Monday, January 10, 2005

Today's edition will be multimedia: books, TV, magazines, newspapers, all aggregated right here. For starters, I absolutely loved this Indianapolis Star story on working dads. It's a great piece on work on the increasingly work/family struggles of fathers. It's not unlike (and indeed cites as a major source), the Best Life magazine piece I wrote about last month. The more I think about this topic, the more I'm convinced the Best Life and Indy Star articles will mark the beginning of this as a hot media topic. Mark my words: work/life balance for men will be the next great social trend discovered by the media.

Of course, at-home fatherhood will stay on the radar, but Elizabeth over at Half Changed World put up this post last night noting all of the SAHD items she'd seen that really weren't about at-home dads. I think that's significant; stories about fathers-as-novelty-items only go so far in promoting the concept of flexible family structures. It appears that we're moving to the next stage: a serious discussion of what those flexible structures are and how families operate within them.

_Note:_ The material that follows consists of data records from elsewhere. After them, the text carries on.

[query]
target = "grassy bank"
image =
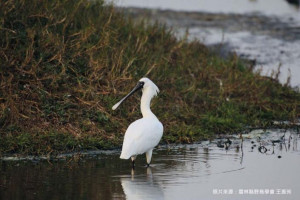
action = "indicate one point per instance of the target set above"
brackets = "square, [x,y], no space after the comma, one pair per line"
[64,64]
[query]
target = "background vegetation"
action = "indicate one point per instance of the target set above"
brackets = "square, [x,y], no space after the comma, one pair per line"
[65,63]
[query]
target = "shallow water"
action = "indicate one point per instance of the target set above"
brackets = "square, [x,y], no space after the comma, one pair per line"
[198,171]
[265,31]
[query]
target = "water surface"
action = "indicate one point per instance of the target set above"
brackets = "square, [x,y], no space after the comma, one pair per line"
[198,171]
[265,31]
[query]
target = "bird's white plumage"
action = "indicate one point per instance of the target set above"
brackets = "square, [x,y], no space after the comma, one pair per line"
[143,134]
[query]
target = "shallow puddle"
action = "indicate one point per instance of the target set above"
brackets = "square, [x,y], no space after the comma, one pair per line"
[254,169]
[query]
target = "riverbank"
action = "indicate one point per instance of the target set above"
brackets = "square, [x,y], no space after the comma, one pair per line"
[66,63]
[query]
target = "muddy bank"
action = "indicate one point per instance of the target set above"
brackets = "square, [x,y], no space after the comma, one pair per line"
[271,42]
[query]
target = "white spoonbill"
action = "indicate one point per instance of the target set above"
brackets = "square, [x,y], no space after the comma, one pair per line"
[144,134]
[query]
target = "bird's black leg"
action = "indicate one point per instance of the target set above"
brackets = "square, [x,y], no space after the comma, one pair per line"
[133,164]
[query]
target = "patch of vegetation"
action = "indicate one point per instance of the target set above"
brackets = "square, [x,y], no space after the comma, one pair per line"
[65,63]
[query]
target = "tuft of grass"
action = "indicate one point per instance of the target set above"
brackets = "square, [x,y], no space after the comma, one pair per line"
[64,63]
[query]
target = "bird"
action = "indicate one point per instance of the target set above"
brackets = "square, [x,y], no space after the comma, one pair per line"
[143,134]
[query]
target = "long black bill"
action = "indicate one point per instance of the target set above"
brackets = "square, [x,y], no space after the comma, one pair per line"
[136,88]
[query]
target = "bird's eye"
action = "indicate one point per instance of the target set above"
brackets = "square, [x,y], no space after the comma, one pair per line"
[141,83]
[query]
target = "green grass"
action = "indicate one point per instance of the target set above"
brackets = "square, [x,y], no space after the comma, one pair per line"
[64,64]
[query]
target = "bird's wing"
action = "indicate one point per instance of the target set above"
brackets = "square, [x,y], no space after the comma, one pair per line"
[141,136]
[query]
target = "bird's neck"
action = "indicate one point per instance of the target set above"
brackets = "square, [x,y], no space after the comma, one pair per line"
[145,104]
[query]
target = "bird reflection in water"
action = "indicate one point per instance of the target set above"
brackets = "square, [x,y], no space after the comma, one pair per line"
[141,186]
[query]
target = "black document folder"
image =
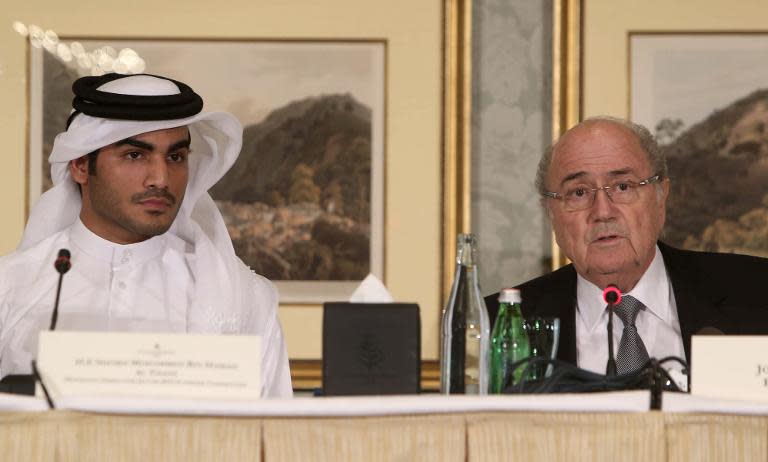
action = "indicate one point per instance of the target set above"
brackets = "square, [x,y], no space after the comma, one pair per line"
[371,348]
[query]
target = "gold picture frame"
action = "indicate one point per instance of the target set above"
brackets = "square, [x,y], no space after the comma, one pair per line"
[456,134]
[591,63]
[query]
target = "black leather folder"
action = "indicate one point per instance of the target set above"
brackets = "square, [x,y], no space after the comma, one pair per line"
[371,348]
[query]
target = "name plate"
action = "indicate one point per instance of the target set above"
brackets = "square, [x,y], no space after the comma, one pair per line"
[730,367]
[150,365]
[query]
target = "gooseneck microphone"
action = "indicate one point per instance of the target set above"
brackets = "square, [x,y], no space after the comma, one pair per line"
[612,296]
[62,265]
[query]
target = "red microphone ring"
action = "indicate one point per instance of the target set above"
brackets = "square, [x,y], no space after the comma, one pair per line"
[615,290]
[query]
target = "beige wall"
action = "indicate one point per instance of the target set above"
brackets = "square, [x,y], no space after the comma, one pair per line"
[413,31]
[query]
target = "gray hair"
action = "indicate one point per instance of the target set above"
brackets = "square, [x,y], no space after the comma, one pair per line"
[656,157]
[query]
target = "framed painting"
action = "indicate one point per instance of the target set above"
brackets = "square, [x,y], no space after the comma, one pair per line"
[626,59]
[425,104]
[304,203]
[712,123]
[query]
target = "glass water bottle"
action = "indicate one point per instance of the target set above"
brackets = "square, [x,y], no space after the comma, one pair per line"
[509,341]
[465,334]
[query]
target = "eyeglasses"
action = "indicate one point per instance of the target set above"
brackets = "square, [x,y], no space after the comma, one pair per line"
[581,197]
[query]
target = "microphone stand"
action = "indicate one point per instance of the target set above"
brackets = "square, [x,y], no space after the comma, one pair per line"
[612,296]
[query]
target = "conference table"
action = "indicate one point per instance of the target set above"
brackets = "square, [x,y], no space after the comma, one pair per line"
[592,427]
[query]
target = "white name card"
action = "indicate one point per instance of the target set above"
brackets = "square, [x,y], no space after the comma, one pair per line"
[730,367]
[150,365]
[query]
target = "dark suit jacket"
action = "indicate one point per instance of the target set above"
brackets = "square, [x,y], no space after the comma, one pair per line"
[723,291]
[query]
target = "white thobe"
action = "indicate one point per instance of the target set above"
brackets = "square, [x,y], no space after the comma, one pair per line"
[143,287]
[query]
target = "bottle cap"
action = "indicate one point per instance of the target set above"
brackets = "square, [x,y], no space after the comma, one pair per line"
[510,295]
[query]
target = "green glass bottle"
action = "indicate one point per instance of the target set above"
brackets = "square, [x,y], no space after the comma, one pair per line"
[509,341]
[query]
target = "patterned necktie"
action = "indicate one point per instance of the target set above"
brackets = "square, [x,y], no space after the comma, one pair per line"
[632,354]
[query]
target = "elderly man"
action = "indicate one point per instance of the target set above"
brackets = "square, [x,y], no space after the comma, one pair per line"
[149,249]
[604,186]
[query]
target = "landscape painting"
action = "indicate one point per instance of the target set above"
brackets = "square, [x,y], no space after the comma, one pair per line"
[304,202]
[705,97]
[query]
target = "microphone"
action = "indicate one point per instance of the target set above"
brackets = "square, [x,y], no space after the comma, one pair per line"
[612,296]
[62,265]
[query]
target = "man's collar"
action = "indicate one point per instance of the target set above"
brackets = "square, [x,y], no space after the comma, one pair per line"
[652,290]
[116,255]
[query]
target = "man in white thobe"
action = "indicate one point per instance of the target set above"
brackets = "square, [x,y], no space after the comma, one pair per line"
[150,251]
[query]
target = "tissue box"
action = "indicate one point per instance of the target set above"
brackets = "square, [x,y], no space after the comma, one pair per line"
[371,348]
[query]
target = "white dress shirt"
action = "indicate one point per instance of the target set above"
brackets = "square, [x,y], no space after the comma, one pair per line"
[658,324]
[143,287]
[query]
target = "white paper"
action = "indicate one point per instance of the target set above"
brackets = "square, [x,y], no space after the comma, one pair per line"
[729,367]
[150,365]
[625,401]
[683,402]
[14,403]
[371,290]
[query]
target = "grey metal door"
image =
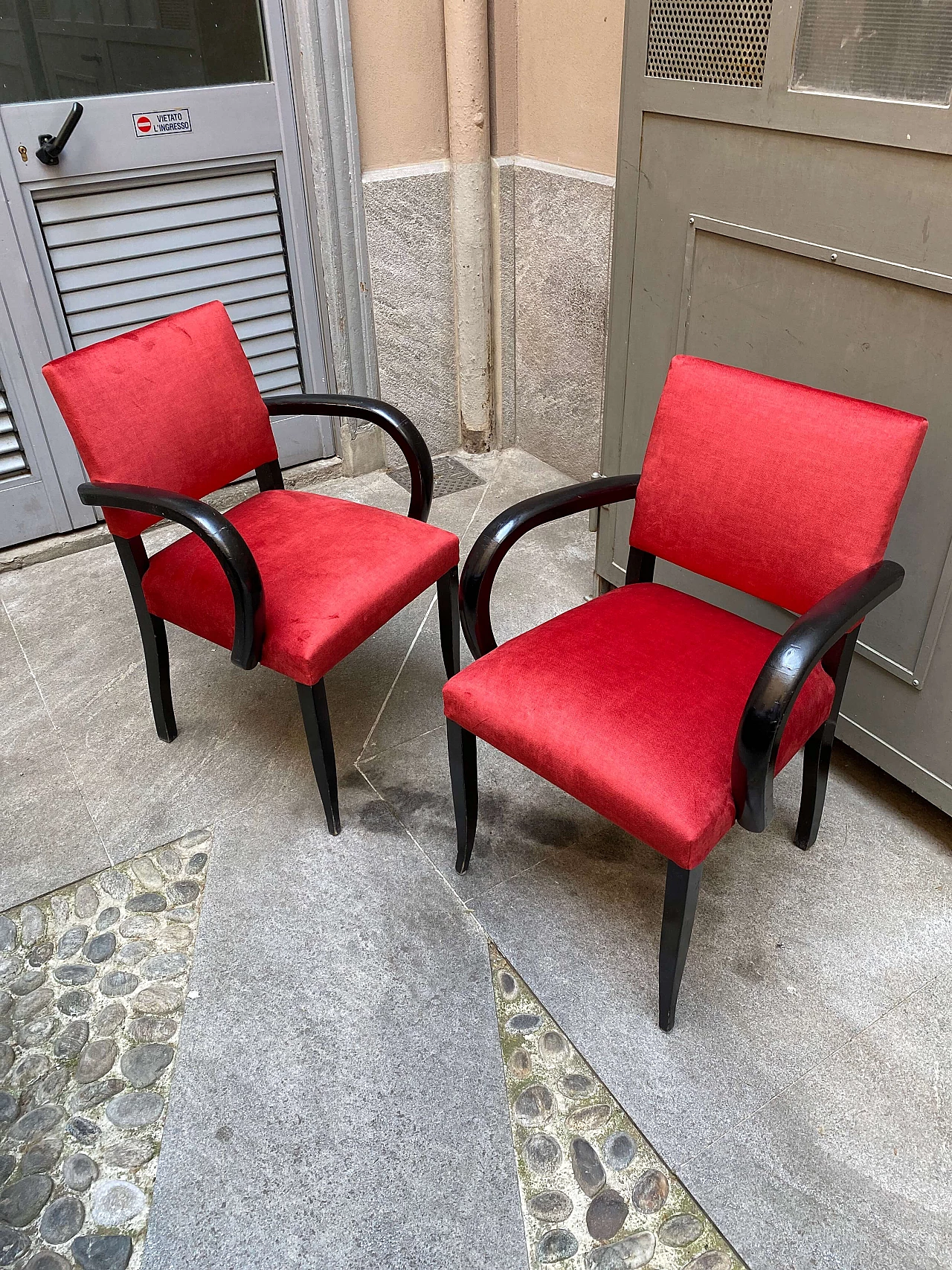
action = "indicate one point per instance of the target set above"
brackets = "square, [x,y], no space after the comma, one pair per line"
[181,183]
[782,205]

Finally, Real Dads magazine (which I covered in this post) is now at the printers and available at Amazon.com. The mag is starting to get more attention; here's a Mediapost.com story on it from last week. The story suggests that us guys may be coming into our own as marketing targets:
Increasingly, one particular situation is starting to get more attention: stay-at-home-dads. At a recent "Marketing to Moms" panel hosted by the Advertising Women of New York and Family Fun magazine, Maria Bailey, author of "Marketing to Moms: Getting Your Share of the Trillion Dollar Market," commented on the speed at which this segment was growing.
And to emphasize the point, I saw a minivan commercial (for Saturn's new offering) during the Broncos-Colts game yesterday that was a direct pitch to football-coachin' guys, using the "you need this car for all the fathering you do" approach. It struck me as novel. I've can't remember ever seeing a car marketed to men in quite this way (back-to-the-wildness-with-family SUV escapism excepted). Am I missing good examples, or is this quietly revolutionary?